In Los Angeles, televised wrestling mostly took place from the venerable Olympic Auditorium, still standing at 18th & Grand in Downtown L.A., and it's now used mainly for film shoots and is owned by a Korean church.
Among the many ring stars seen were Freddie Blassie (who at one point nearly owned L.A., he was so huge), the Destroyer, Lou Thesz, Don Leo Jonathan, Bobo Brazil, Bearcat Wright, the Torres Brothers, Cowboy Dick Hutton, Gorgeous George, Iron Mike Mazurki, Count Billy Varga, Mr. Moto, the Great Togo, Tricky Ricky Starr, Hard Boiled Hagerty, who acted in films and TV shows under the name H.B. Hagerty, and the midget legend Sky Low Low, among many, many others I could name.

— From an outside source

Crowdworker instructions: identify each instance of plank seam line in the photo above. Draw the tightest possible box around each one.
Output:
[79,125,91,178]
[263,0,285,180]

I admit it - I was big fan.
The announcer was the legendary Dick Lane, who created the exclamation "Whoa, Nelly!". Keith Jackson admitted he "borrowed" the phrase from Dick Lane. In an interview after he retired, Lane explained that Nelly was a roller derby skater who once had trouble keeping her balance after being whipped too hard out of the pack in a match he was broadcasting. As she was desperately trying to stay upright and flailing her arms, Lane instinctively said "Whoa, Nelly!", and a catch-phrase was born!
After wrestling moved from KTLA, channel 5 to KCOP, channel 13 around 1971, they stopped televising from the Olympic and moved it to the channel 13 studios on La Brea. The main stars at the time were Blassie (still), Victor Rivera, John (the Golden Greek) Tolos, and a young villian named Roddy Piper, who loved to torment Freddie Blassie.
FYI: KTLA's coverage of wrestling was awarded the very first sports Emmy in 1948.